F, Female; M, Male; N/D, not documented; mth, months; NR, no recurrence; Trach. Res., tracheal resection; End. Res., endoscopic resection; Nd-YAG, neodymium-yttrium-aluminum-garnet laser; Modified and updated from (17) and (6).

Conclusions

In summary, glomus tumors of the trachea are rare neoplasms, with 40 reported cases to date. In this report, we describe our management of a stereotypical patient presenting with a symptomatic glomus tumor of the distal trachea.

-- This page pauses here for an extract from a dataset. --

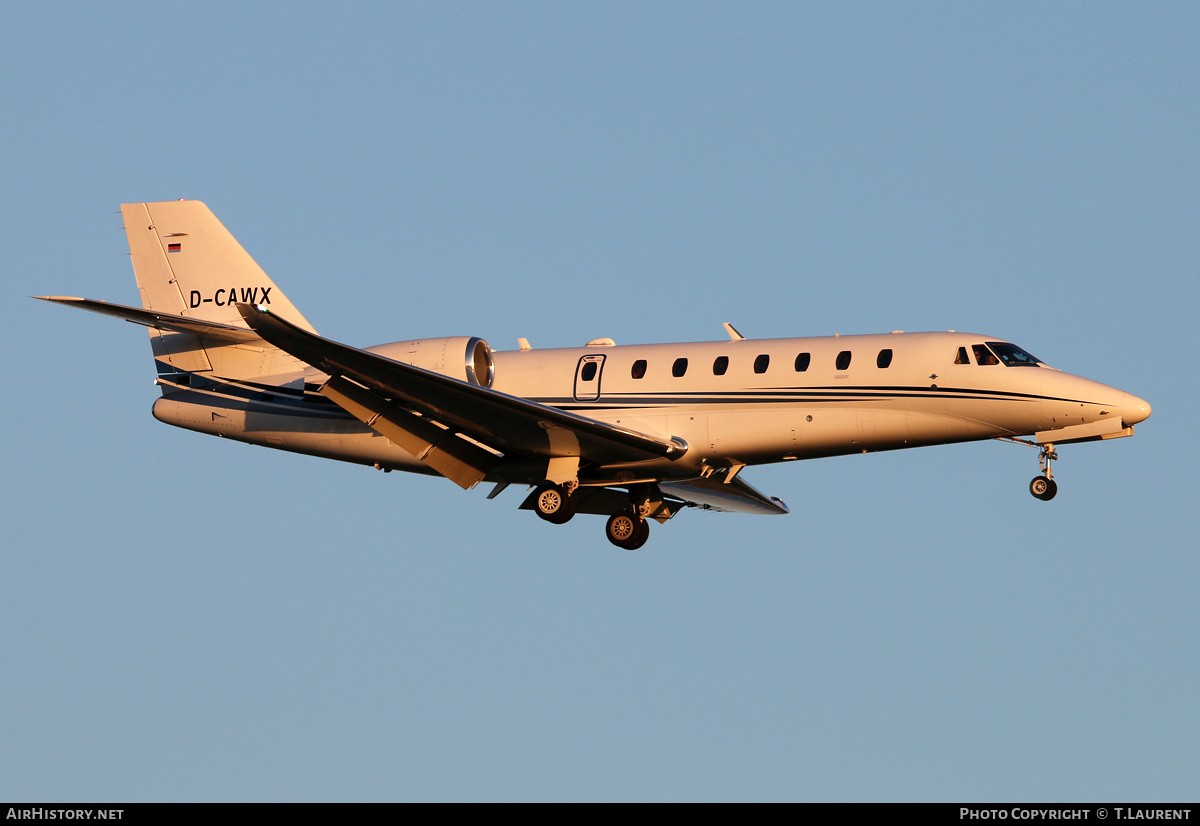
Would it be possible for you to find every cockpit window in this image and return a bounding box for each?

We further summarize descriptive and survival data obtained from all documented reports. From these data we conclude that most patients present with symptomatic lesions, and thus require resection. There is an increasing trend to resect these lesions endoscopically with similar long-term results as compared to open resection. Despite this data, when considering endoscopic versus open resection, we urge careful consideration for tumor location and an estimated 5% risk of malignancy.